I bet Vincent tore into his bread
left his teeth marks in wedges of cheese
completely neglected on countless occasions
to clean up after himself.
and what’s wrong with big chunks of onion?
the savage charge of having to eat?
eyes burning, tears streaming
I see through it all—
the last temptation of light.
This poem achieved an odd synesthesia, as I pictured Van Gogh’s yellows and the tooth-marked cheese together. The food imagery was very well done, and so were the textural details. It gave me some fresh, vivid ideas about the artist at work from this other artist, whom I can also easily picture, busy at her stew and her poem.

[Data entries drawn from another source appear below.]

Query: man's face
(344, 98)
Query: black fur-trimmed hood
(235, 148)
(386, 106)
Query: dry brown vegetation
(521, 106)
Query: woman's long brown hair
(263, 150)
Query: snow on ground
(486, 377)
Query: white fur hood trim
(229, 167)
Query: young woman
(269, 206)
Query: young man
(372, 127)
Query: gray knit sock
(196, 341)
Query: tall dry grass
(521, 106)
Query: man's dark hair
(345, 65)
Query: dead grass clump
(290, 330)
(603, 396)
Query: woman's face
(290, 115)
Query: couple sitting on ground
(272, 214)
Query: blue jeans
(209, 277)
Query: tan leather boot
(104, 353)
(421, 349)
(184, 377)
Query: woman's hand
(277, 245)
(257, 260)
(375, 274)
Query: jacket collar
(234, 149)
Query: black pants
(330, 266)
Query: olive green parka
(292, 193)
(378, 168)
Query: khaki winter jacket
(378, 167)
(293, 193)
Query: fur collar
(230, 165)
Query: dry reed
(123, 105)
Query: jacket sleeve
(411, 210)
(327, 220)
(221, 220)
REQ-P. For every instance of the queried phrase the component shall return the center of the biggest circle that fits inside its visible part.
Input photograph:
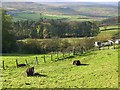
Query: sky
(60, 0)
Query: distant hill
(111, 21)
(78, 9)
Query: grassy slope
(101, 72)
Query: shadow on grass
(39, 75)
(83, 65)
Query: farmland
(71, 11)
(99, 66)
(50, 36)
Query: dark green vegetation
(59, 27)
(68, 11)
(8, 39)
(100, 70)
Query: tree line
(54, 28)
(44, 28)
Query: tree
(8, 39)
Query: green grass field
(100, 71)
(37, 16)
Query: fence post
(44, 59)
(51, 57)
(3, 65)
(57, 56)
(36, 61)
(63, 55)
(16, 62)
(26, 61)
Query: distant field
(100, 71)
(37, 16)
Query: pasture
(99, 70)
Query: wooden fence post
(16, 62)
(63, 55)
(57, 56)
(44, 59)
(26, 62)
(3, 65)
(51, 57)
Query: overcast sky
(60, 0)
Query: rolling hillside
(74, 10)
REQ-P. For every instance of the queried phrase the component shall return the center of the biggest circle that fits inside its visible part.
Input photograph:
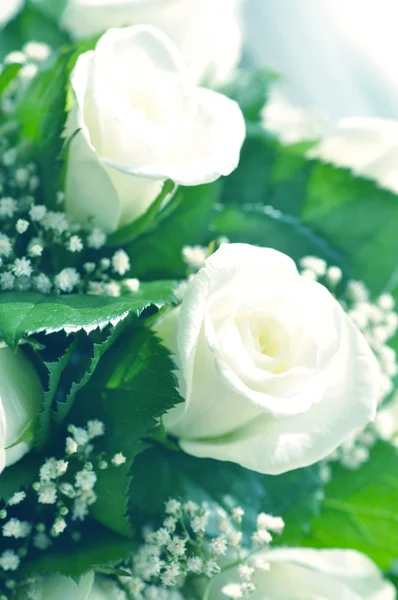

Honorable Mention “Bones” by Rebecca Brock
My shoulder popped hard last night
when I turned over in bed,
the noise of it a solid sound
and my ankles on the stairs
in the early morning
should wake the children.
My bones seem to be
pronouncing their existence,
their hard tack
beneath my surface of soft—
I feel more and more the absence
either that I had them
once, but more like I can feel exactly
where they might sprout
blossom or grow—
I think it would hurt
and people would stare
but I marvel anyway
to feel the push of these bones
against this casing of skin.
I had the misfortune of suffering a sleep-related injury that resulted in a condition called frozen shoulder, so I think I was exactly the reader this poem was looking for. The effort to come to some sort of détente with the body is one I can relate to quite well, and this poet nailed it: “I feel more and more the absence / of wings ….” Yes, indeed. Every damn year.